DHの運航に関する先行研究には、広域連携による基地病院の最適配置をシミュレートした研究(岡崎ほか 2015)、DHの最適配備数の研究(敦澤ほか 2014)、さらには、救命率をもとにDHの最適配置場所を求める研究(古田・田中 2011)などがある。たとえば、中国地方を対象に、人口統計を元に広域連携による基地病院の最適配置をシミュレートした研究では、DH導入に関し、都道府県内のみを考慮した配置が検討されている点を問題視し、中国地方5県の広域で最適配置を行った際の配備場所、配備数、配備順をシミュレーションから導き出している(岡崎ほか 2015)。
しかし、いずれの研究においても、ランデブーポイント(以下、RP)には触れられていない。RPとは、救急自動車とDHが合流する緊急臨時着陸場であり、救急自動車からDHへと患者を引き継ぐ場所となり、救急自動車内で治療が開始される。多くは、学校などのグラウンドや公園、駐車場などがあらかじめ指定されており、現場直近にある着陸可能なRPを消防側とDH側とで調整し決定し、DHが着陸している。患者と医師がより早く合流するためには、このRPの有効活用が鍵となる。新潟県では876地点(2019年7月現在)に設定されている。
ただし、基地病院の最適配置をシミュレートした前述の研究では、いずれも、RPの配置に関する論点が捨象されている。つまり、救急現場からRPまでの移動時間を考慮することなく、救命率や予後の予測モデルが作られている。そうしたなかで、唯一、RPに触れていたのが、北海道における冬季のDHに関する研究(宗広ほか 2011)である。この研究では、冬期は除雪された道路上に着陸させるなど離着陸場を工夫することで、積雪による影響を最小限にする提案がなされている。

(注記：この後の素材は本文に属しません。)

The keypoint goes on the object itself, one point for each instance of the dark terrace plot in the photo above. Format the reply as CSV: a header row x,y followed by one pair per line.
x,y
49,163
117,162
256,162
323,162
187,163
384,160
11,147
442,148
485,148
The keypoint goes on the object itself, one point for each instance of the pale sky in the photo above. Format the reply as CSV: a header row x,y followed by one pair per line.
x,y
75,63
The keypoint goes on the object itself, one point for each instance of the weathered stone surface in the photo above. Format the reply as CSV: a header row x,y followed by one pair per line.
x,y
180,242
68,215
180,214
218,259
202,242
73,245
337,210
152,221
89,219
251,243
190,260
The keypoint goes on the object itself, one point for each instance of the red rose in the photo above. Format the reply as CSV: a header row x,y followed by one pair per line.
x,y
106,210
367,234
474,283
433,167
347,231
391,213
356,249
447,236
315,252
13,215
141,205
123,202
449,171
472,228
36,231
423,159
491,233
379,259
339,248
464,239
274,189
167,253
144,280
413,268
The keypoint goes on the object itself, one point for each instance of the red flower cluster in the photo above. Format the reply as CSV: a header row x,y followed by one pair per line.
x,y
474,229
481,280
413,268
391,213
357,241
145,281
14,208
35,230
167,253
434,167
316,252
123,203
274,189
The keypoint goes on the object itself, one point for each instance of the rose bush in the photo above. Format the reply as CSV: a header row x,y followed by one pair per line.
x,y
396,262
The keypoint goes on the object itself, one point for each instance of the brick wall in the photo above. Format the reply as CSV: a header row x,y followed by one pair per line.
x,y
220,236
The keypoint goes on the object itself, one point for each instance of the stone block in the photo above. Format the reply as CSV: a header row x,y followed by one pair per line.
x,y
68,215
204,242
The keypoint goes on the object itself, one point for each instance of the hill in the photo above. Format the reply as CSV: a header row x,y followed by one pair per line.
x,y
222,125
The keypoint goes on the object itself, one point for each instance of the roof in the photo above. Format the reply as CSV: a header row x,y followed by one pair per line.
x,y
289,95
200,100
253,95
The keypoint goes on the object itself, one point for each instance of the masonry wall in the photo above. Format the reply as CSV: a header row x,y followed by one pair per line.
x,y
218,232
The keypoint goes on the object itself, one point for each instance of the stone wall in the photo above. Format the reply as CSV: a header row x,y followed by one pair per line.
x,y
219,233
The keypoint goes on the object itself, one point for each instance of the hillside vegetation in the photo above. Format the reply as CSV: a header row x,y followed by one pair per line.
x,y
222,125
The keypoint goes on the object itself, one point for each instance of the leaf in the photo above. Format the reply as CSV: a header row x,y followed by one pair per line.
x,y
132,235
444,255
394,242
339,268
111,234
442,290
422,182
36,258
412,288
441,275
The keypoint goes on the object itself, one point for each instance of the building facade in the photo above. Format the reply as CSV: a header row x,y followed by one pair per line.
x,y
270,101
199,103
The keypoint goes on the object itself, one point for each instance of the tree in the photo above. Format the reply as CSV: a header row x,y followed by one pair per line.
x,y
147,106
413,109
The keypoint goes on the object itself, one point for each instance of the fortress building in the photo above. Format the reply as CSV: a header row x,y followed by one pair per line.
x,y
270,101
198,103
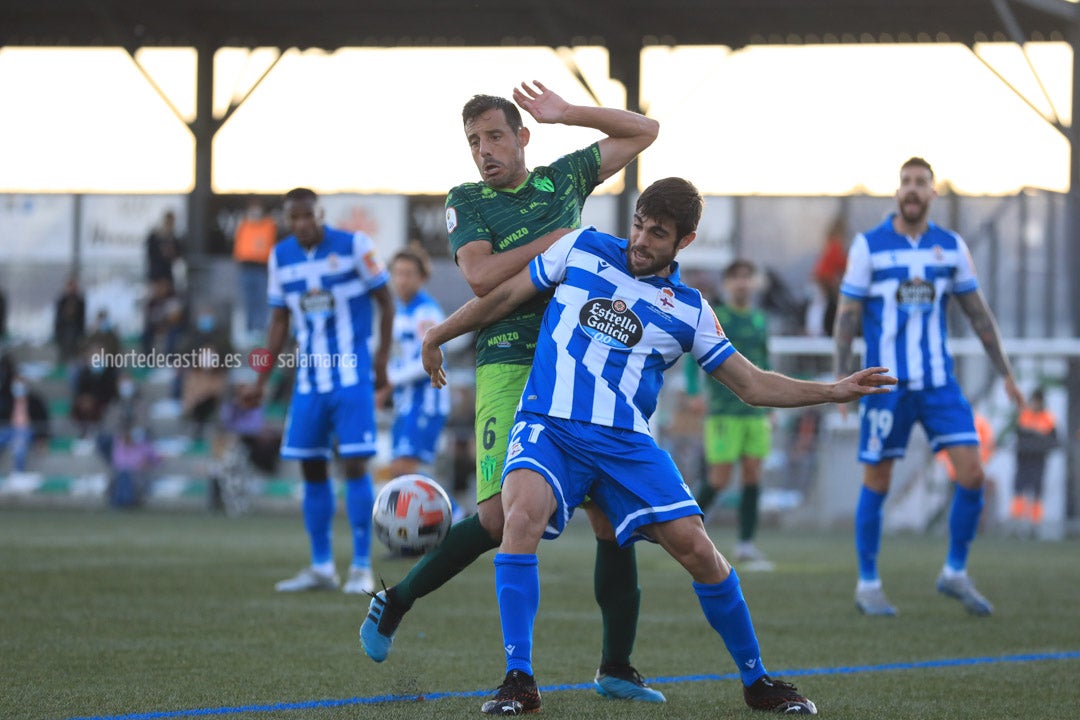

しかし、RPの配置に焦点を当てた研究はなく、RPがどの程度の人口をカバーできているのかは明らかになっていない。他方で、現場の医師からはRPのさらなる整備を求める声も挙がっている(認定NPO法人救急ヘリネットワーク 2018)。
そこで、私たちは、これまで学術的な研究がなされてこなかった新潟県のDHを対象に、現在のRPの配置は適正かつ十分なのか、RPが効果的に運用されているのか、とりわけ冬期における消防等によるRPの管理、DHの支援に課題はないのかについて、研究を行った。